The Smellier the Better for Malaria-Infected Mosquitoes
The smellier you are, the more attractive you are to malaria-carrying mosquitoes, a new study said Thursday.
Malaria parasite makes the smell of human beings even more irresistible to mosquitoes that feed on our blood, according to a paper published in the Public Library of Science's PLOS One journal.
Entomologists at the London School of Hygiene and Tropical Medicine gave malaria-transmitting mosquitoes two places to land: a clean, nylon stocking or one worn for 20 hours by a woman who also happened to be the author of the study.
The study found that all the mosquitoes preferred the dirty sock over the fresh smelling one. This "suggests that malaria-infectious females are more attracted to human odors than uninfected mosquitoes," write the authors of the report that was published in PLOS ONE. The rate of landing and biting attempts for infected mosquitoes was around three times greater than uninfected mosquitoes.

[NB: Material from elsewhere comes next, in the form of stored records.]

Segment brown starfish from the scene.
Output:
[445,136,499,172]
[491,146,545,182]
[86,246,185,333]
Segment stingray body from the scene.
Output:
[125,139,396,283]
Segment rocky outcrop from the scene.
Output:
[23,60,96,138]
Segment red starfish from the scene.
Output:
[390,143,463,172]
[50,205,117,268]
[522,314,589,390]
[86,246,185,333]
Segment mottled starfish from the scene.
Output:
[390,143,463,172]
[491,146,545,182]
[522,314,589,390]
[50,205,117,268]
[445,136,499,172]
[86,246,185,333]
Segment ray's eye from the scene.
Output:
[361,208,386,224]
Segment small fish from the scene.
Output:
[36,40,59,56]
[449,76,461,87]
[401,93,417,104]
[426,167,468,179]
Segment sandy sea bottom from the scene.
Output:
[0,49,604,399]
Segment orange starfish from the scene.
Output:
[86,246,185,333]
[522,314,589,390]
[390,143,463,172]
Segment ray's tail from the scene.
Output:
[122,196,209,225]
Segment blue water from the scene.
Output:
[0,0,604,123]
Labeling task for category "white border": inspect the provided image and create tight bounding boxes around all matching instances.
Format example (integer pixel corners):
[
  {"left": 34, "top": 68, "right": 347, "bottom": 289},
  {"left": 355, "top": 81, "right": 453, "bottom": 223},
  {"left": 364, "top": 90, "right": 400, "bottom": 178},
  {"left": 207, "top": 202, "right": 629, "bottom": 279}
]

The researchers were unable to determine how the parasite manipulates mosquitoes' sense of smell, or which part of human odor is most alluring to the mosquitoes. However, the scientists are optimistic that once that mystery is solved, that could pave the way to develop traps to catch and trap malaria-infected mosquitoes before they have the chance to pass on the parasite to the people they bite.
"The results of our study provide vital information that could be used to provide better predictions of how malaria is transmitted from human being to human being by An. gambiae s.s. females," the authors conclude.